Central Presbyterian Church

Massillon, Ohio

"The Tragedy of Tamar"

Text: 2 Samuel 13:1-19

Revelation 21:1-8


     This morning, we’re going to deal with an Old Testament story that if made into a movie would be rated at least PG-13. Carol Bechtel Reynolds, a professor at Western Theological Seminary, has called this “one of the Bible’s neglected texts.”

I’ve drawn upon Professor Reynold’s scholarship in helping develop this sermon. You’ll need to buckle your seat belts as this episode from the book of 2nd Samuel is a rough ride, presenting a dark reality of life then, and of life today. The characters in this drama are a father, two sons and a daughter, and a nephew. Let’s now turn our attention to the historical book of 2nd Samuel, and the sort of story we seem to hear of daily.

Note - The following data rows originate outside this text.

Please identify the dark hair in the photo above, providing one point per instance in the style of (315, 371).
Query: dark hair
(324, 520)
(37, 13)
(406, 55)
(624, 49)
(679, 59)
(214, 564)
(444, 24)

                 (Read 2 Samuel 13:1-19)

            We have spoken in the past about King David’s great sin, sleeping with the wife of one of his most faithful and devoted soldiers, then having that soldier killed in battle to cover up the affair; an affair from which came a son who died shortly after birth. This morning, we read from the Davidic “succession narrative” which follows the ensuing history of David’s family. Herein lies the first point of the sermon. The sin of David had a ripple effect of sorts. We can call it reaping what one sows. We can call it what goes around comes around. Those of Far Eastern religions might call it yin and yang or karma. The violation and injustice which were perpetrated against Uriah and Bathsheba are played out again in the lives of David’s children. The point here is that sin doesn’t just affect the one committing the sinful act. Sin has social and wide-ranging ramifications. Sin by its nature has a ripple effect within every community. Family members, friends, neighbors, associates, even strangers; all are in some way touched by the fallout of sin.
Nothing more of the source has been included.